Tin Sheds Gallery, University of Sydney, Australia, March 2002

“Entering this exhibit is like being trapped in an unsettling nightmare. Walls of thick plastic sheeting covered in strange gloomy light lead you into a teasing maze. An eerie soundscape plays elsewhere in the space, a maelstrom of stormy winds melded with a pattering heartbeat. Bernardo Gonzalez-Barreto’s massive installation almost fills the entire gallery. Deep in the midst of it all, it is possible to make out other transparent corridors as you pass by in the blurry darkness. There is one guiding symbol, a luminous cord across the enveloping plastic, but it never eliminates suggestions that you are in some kind of horrible meat works, or claustrophobically caught below deck in a boat in a howling gale. Sometimes it’s like passing an endless shower curtain, hung for a horror film that is set in a bathroom.

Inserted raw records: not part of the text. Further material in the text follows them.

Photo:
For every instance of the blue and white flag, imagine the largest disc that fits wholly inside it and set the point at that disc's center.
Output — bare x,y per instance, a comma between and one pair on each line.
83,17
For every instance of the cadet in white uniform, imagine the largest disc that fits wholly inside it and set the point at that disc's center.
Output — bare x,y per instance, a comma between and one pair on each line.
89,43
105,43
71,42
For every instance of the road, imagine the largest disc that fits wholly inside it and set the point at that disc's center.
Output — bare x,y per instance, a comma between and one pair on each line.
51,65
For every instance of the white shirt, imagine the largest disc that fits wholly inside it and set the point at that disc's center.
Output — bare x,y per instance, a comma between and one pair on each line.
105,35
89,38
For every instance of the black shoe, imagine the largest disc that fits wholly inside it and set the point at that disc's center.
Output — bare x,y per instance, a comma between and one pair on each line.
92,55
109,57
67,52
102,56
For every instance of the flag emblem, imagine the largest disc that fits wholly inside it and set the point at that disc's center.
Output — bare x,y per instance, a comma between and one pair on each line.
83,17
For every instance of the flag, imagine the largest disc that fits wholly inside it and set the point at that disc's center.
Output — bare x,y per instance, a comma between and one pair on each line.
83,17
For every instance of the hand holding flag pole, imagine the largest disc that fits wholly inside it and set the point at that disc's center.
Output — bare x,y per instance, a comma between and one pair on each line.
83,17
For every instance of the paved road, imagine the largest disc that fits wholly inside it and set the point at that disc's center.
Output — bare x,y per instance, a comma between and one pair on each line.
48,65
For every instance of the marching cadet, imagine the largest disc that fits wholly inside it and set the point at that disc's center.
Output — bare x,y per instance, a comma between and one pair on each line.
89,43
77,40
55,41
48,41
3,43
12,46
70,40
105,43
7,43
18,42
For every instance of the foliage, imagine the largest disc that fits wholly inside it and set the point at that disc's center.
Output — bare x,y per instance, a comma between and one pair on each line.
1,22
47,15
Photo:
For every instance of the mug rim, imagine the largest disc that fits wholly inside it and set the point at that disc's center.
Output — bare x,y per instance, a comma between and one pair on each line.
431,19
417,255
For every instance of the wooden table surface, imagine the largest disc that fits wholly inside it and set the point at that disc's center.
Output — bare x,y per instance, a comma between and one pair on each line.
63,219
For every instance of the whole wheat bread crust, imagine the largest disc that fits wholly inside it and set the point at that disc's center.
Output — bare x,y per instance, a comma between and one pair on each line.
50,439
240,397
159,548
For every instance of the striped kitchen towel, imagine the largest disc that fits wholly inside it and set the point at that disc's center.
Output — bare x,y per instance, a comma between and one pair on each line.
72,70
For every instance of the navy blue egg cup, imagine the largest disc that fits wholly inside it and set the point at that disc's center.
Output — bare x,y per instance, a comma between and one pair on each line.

In the final room a film projected on the wall and the source of the soundtrack is discovered. In the style of a video game, the viewer is taken through a digital representation of the maze they have just completed. This time, however, the walls are concrete or brick, covered with graffiti-“History repeats itself, not”- written over and over again. Finally, as the camera catapults out of the maze and into a cloudy abyss, the maze can be seen from above. It is only then that viewers realise what it is they have just walked through (I won’t ruin it for you).”